As for the EFSF funds, it's long been suggested that bank recap funds could be chanelled to Athens under the 'right' circumstances and apparently imminent default is as good an excuse as any. Citi has more on the EFSF funds:
The interim proposal would likely allow Greece to use part of the €10.9bn from the original Hellenic Financial Stability Fund (HFSF) designated for Greek bank recapitalization, and later transferred back to the EFSF/ESM. Various media outlets have reported on the possibility that around €9bn could be used for current expenditure, in line with our estimates of the financing needs of the Greek sovereign for 3Q. Although a unanimous agreement will be required at the ESM board level to redirect the resources away from its banking recapitalization objective, we believe that a deal is likely to be found. The release of such funds would allow an extension of the current programme for several months, while giving more time for creditors and the Greek authorities to complete the negotiations for a third aid programme. It could also convince the ECB to increase the T-bill ceiling and the SSM to raise the ceiling on the exposure of Greek banks’ to their sovereign.

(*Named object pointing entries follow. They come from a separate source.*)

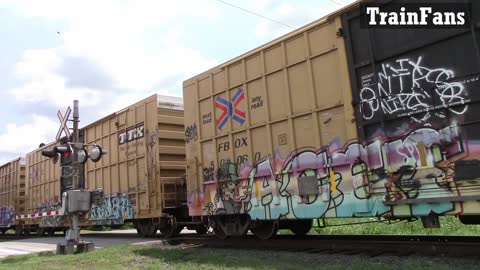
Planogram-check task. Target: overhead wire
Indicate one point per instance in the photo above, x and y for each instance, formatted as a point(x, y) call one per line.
point(335, 2)
point(256, 14)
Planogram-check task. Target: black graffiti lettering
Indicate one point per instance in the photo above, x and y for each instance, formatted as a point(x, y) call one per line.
point(209, 173)
point(191, 133)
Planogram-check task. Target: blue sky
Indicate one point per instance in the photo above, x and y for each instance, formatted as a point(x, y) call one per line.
point(111, 53)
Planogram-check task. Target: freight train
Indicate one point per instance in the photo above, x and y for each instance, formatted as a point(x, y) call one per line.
point(332, 120)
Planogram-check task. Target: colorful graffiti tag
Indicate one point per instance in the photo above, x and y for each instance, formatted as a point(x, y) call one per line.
point(7, 216)
point(416, 165)
point(113, 211)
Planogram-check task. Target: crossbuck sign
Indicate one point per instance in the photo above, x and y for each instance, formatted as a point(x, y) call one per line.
point(63, 123)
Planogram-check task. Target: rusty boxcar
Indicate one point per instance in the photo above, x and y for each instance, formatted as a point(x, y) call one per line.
point(143, 174)
point(319, 123)
point(43, 194)
point(12, 193)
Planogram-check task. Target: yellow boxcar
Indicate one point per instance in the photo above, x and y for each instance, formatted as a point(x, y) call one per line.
point(12, 193)
point(143, 174)
point(248, 119)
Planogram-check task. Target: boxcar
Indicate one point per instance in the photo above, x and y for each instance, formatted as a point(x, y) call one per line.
point(12, 193)
point(337, 120)
point(43, 194)
point(143, 174)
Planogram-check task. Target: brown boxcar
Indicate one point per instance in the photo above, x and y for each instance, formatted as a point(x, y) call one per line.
point(43, 193)
point(12, 192)
point(143, 174)
point(250, 116)
point(337, 119)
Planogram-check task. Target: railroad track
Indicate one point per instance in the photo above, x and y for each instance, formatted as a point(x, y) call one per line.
point(370, 245)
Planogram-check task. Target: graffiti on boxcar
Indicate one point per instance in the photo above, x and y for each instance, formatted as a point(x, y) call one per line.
point(152, 137)
point(408, 87)
point(115, 209)
point(209, 173)
point(191, 133)
point(355, 180)
point(7, 216)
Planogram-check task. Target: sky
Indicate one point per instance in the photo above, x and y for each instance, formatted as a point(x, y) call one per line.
point(112, 53)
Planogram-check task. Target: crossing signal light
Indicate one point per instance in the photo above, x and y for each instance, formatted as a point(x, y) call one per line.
point(66, 152)
point(97, 153)
point(63, 150)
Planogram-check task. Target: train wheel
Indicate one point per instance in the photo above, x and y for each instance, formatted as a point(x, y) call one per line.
point(301, 227)
point(201, 229)
point(266, 229)
point(41, 232)
point(219, 232)
point(170, 229)
point(147, 230)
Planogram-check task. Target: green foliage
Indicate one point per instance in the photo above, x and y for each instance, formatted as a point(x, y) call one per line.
point(450, 225)
point(143, 257)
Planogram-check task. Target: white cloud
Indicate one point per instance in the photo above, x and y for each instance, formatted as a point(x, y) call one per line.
point(111, 36)
point(290, 13)
point(26, 138)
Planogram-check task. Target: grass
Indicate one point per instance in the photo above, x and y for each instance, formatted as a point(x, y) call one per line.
point(143, 257)
point(450, 225)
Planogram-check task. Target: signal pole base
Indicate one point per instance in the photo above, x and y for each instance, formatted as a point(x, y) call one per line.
point(73, 248)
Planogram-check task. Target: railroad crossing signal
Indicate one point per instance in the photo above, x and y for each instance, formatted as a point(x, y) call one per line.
point(63, 123)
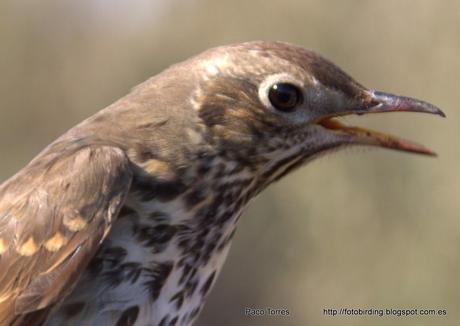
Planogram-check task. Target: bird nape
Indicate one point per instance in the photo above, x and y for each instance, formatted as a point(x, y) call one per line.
point(127, 218)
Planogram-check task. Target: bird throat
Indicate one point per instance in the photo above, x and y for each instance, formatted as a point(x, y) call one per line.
point(164, 252)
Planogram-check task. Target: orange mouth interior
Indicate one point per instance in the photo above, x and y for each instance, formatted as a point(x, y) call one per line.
point(371, 137)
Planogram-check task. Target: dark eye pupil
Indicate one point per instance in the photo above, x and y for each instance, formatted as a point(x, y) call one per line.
point(284, 96)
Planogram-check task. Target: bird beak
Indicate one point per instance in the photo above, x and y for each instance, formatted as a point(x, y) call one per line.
point(379, 102)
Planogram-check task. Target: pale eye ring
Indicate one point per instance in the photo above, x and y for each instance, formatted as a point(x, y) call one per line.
point(285, 97)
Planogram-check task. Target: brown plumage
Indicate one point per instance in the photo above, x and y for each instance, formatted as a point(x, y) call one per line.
point(126, 219)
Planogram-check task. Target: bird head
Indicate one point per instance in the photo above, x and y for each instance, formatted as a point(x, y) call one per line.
point(275, 104)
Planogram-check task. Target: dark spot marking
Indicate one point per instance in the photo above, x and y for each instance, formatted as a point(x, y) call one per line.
point(158, 276)
point(149, 188)
point(179, 298)
point(155, 236)
point(163, 321)
point(125, 211)
point(190, 288)
point(173, 321)
point(73, 309)
point(194, 313)
point(127, 272)
point(194, 197)
point(128, 317)
point(207, 285)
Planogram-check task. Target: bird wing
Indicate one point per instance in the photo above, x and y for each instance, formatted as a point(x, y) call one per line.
point(53, 216)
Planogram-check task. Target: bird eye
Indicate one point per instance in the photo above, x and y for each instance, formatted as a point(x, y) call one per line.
point(284, 97)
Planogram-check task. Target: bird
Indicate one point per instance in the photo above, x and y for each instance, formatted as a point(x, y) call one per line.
point(127, 218)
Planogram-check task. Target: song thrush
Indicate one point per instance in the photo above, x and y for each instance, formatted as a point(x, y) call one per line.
point(127, 218)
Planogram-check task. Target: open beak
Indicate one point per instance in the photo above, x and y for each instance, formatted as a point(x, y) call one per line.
point(382, 102)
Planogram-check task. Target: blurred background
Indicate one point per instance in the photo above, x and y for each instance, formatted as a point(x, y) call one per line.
point(362, 228)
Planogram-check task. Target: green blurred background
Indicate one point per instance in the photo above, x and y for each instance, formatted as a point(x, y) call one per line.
point(362, 228)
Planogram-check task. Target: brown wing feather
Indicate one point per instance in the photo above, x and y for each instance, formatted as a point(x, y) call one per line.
point(53, 217)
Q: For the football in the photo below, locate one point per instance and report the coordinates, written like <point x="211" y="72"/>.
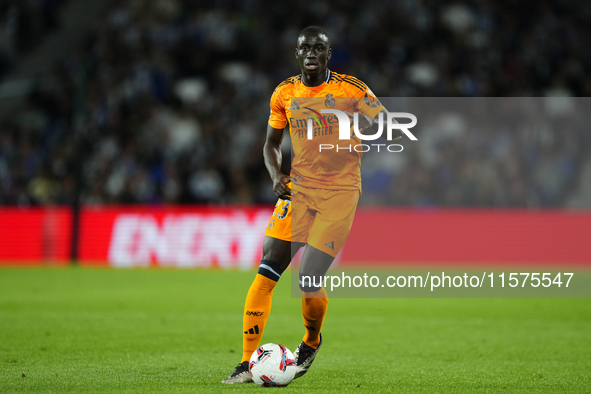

All this however remains conditional on the approval of the ‘interim’ package by the Greek Parliament as well as by various national parliaments (in Germany, the Netherlands and Finland among others).
German Chancellor Angela Merkel implored Tsipras to accept what she calls a “generous” offer and has been adamant that a deal must be struck by the time the market opens on Monday which effectively means that EU finance ministers will need to strike an agreement at tomorrow’s Eurogroup meeting which starts at 2 pm local time. “I spoke today about a very generous offer because we simply have moved a step toward Greece, also with respect to the February agreement,” Merkel said.
In the wake of this morning’s news, the rhetoric from Tsipras has only hardened with the Greek PM pledging to uphold the democratic values upon which the euro was founded and to not accept “blackmail” (which of course is rather ironic, considering Merkel said precisely the same thing with regard to the Greek on Thursday):
Document of proposals presented to the Greek side by the institutions is “worse than a memorandum,” ANA reports, citing Greek govt officials in Brussels.Greek Prime Minister Alexis Tsipras says he will defend the European Union’s founding principles of “democracy, solidarity, equality, mutual respect” as he seeks an agreement with international creditors to unlock aid for the country.“These principles were not based on blackmails and ultimatum, and especially in these crucial times no one has the right to put in danger these principles,” Tsipras tells reporters in Brussels after an EU summit“The Greek government will continue decisively to give the fight in favor of these principles, to continue to give the fight on behalf of the European people and of course on behalf of the Greek people,” he says.